Ahora, sólo falta la aprobación del Senado y el texto quedaría listo para promulgarse… A menos que fructifique la denuncia de inconstitucionalidad que anunció la oposición, pues considera que algunos puntos como la titularidad sindical, están claramente prohibidos en la Carta Fundamental.
Poco entusiasmo
Como sea, la que es considerada una de las mayores reformas de la actual administración, suscitó escaso entusiasmo e, incluso, molestia y profunda preocupación en distintos sectores de la comunidad magallánica.
La presidenta regional de la Asociación Nacional de Empleados Fiscales (ANEF), Jessica Bengoa, afirmó que la reforma “sólo tocó un capítulo que es la negociación colectiva y no abordó, el libro completo que es la modificación completa del Código del Trabajo ilegítimo, heredado de la dictadura de Pinochet”.
La dirigenta afirmó que uno de los temas que quedó pendiente es la situación de los trabajadores fiscales, cuyo derecho a huelga no fue incluido en esta ley, “a pesar que era un compromiso de gobierno”.
“Irresponsabilidad”
Para el empresariado regional, la situación es diametralmente la contraria. El presidente de la Confederación de la Producción y el Comercio, Alejandro Kusanovic, afirmó ayer en su cuenta de twitter, “¿Cómo pueden realizar una reforma sin saber el impacto que estas medidas van a tener en la economía?
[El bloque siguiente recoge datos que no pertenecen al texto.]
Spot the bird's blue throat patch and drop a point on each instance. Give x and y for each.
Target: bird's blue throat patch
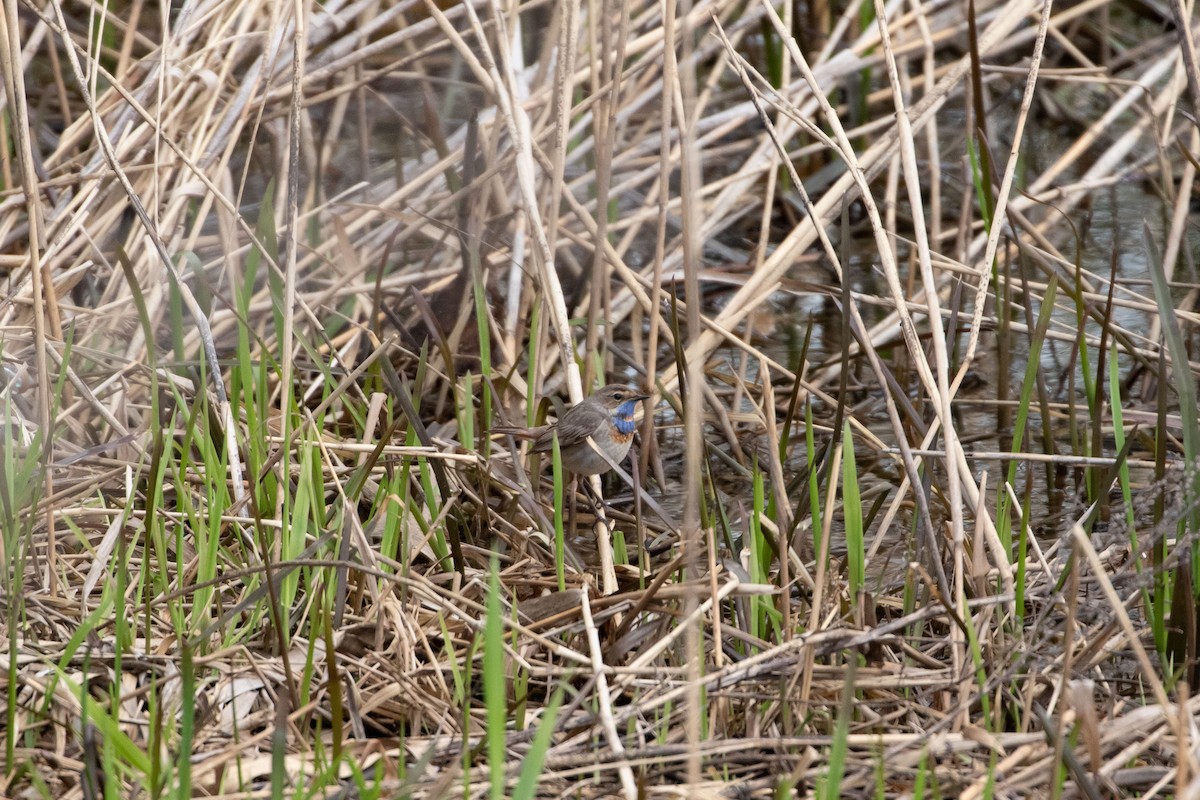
(624, 417)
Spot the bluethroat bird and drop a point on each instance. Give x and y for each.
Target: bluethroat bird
(607, 416)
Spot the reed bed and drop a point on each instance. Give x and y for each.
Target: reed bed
(912, 510)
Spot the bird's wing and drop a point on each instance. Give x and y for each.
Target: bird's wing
(576, 426)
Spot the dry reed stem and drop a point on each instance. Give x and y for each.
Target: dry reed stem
(616, 109)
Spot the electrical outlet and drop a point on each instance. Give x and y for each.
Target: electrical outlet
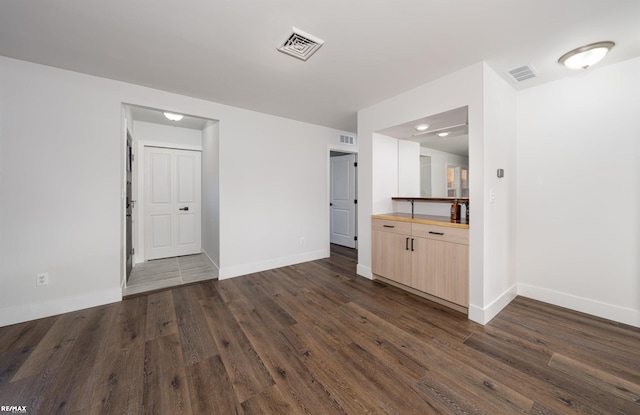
(42, 279)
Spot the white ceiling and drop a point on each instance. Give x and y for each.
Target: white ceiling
(225, 50)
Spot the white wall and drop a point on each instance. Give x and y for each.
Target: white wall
(211, 193)
(167, 134)
(578, 192)
(61, 160)
(499, 219)
(459, 89)
(273, 193)
(408, 168)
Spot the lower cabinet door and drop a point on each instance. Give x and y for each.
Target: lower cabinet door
(441, 269)
(391, 256)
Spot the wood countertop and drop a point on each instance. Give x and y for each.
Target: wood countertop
(426, 219)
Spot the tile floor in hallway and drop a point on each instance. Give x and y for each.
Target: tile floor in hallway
(169, 272)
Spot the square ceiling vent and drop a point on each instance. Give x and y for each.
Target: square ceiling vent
(522, 73)
(300, 45)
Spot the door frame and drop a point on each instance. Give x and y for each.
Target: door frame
(346, 150)
(138, 232)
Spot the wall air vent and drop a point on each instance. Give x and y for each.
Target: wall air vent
(522, 73)
(300, 45)
(346, 139)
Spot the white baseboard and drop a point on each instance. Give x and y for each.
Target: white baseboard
(28, 312)
(244, 269)
(584, 305)
(364, 271)
(486, 314)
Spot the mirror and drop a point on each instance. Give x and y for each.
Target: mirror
(433, 155)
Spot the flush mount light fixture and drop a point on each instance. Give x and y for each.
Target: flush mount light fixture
(173, 117)
(585, 56)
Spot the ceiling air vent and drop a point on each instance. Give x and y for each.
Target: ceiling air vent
(346, 139)
(300, 45)
(522, 73)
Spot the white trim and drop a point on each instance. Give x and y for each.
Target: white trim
(486, 314)
(581, 304)
(162, 144)
(364, 271)
(213, 264)
(27, 312)
(244, 269)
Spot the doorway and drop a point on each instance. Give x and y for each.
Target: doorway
(181, 244)
(129, 207)
(171, 202)
(343, 199)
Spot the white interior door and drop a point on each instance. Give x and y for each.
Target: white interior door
(171, 202)
(343, 200)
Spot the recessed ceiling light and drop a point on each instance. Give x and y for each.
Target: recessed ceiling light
(585, 56)
(173, 117)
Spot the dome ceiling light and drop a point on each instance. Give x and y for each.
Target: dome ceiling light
(586, 56)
Es irresponsable”.
Para el dirigente, el hecho de negociar colectivamente involucra, de por sí, una pérdida de eficiencia para la empresa, pues coloca a todos los trabajadores en la misma situación. Y esta pérdida de eficiencia, la empresa tiene que equilibrarla de algún modo, lo que en determinadas situaciones puede desembocar en un alza en los costos de la empresa y, por ende, en el valor al cual ésta vende sus productos o bien, en una reducción de su planta laboral.